Success only added to his ability to prevaricate. His publishing editor, Sue Freestone, quickly realised that he treated writing as performance art, and so she set up her office in his dining room. “He needs an instant audience to bounce things off, but sometimes this can weirdly backfire.
“There was a scene early in one book when he talked about some plates with, very definitely, one banana on each. This was obviously significant, so I asked him to explain. But he liked to tease his audience and he said he’d tell me later. We eventually got to the end of the book and I asked him again, ‘Okay, Douglas, what’s with the bananas?’ He looked at me completely blankly. He had forgotten all about the bananas. I still occasionally ask him if he has remembered yet, but apparently he hasn’t.”
Writer and producer John Lloyd has been a friend and collaborator with Adams since before Hitchhiker. He remembers the “agonies of indecision and panic” Adams got into when writing. “We were on holiday in Corfu with three friends when he was finishing a book, and he ended up taking over the whole house. He had a room to write in, a room to sleep in, a room to go to when he couldn’t sleep, and so on. It didn’t occur to him that other people might want a good night’s sleep as well. He goes through life with a brain the size of a planet, and often seems to be living on a different one. He is absolutely not a malicious person, but when he is in the throes of panic and terror and unable to finish a book, everything else pales into insignificance.”

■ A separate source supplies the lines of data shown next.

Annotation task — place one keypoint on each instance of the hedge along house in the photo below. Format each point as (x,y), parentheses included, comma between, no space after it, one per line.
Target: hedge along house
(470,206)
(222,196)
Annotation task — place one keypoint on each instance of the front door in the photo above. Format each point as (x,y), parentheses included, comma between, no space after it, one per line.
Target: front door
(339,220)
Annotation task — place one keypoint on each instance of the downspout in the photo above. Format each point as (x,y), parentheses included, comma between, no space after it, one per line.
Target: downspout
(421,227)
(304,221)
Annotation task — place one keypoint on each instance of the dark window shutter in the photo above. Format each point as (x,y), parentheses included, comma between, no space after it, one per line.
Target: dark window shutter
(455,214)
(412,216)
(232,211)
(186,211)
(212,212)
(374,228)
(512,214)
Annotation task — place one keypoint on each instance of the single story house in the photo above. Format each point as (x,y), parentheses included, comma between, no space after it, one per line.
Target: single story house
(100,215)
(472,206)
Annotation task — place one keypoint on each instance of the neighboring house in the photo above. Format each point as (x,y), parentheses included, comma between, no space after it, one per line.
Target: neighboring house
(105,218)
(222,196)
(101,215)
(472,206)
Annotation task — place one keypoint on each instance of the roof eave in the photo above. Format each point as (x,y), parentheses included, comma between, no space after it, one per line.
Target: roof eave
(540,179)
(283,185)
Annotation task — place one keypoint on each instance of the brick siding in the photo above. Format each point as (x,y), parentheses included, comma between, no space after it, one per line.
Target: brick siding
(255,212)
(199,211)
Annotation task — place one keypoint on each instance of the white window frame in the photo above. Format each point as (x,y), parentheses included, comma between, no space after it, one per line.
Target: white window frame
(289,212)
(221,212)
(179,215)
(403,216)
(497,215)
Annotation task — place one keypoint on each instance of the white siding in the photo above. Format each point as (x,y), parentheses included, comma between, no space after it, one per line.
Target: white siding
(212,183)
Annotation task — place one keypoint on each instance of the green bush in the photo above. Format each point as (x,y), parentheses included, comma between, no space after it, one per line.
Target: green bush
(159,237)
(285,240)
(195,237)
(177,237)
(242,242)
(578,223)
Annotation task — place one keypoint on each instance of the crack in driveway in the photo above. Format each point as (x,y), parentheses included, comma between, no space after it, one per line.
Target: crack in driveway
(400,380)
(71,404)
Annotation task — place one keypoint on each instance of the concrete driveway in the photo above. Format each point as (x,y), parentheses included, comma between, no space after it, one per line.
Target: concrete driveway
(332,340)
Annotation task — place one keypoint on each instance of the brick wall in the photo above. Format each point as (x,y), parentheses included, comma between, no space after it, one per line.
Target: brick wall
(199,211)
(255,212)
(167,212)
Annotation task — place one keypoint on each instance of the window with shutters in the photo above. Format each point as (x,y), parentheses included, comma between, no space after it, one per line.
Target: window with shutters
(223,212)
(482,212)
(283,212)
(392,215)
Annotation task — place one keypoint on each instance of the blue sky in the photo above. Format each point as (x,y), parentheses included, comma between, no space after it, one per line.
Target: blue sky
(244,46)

However the work was dragged out, it was extremely popular. The books all became bestsellers, and Adams was given an advance of over $2 million by his American publishers. He wrote a hilarious spoof dictionary with John Lloyd, The Meaning of Liff, in which easily recognised concepts, such as the feeling you get at four in the afternoon when you haven’t got enough done, were given the names of towns—Farnham being the perfect choice for this low-grade depression. In the late eighties he completed two spoof detective novels featuring Dirk Gently.
For all his facility with humour, Freestone says she has been touched by how profoundly Adams’s work has connected with some readers. “In Hitchhiker, all you have to do to be safe is have your towel with you,” she explains. “I heard about this woman who was dying in a hospice who felt she would be fine because she had her towel with her. She had taken Douglas’s universe and incorporated it into her own. It embarrassed the hell out of Douglas when he heard about it. But for her it was literally a symbol of safety when embarking on an unknown journey.”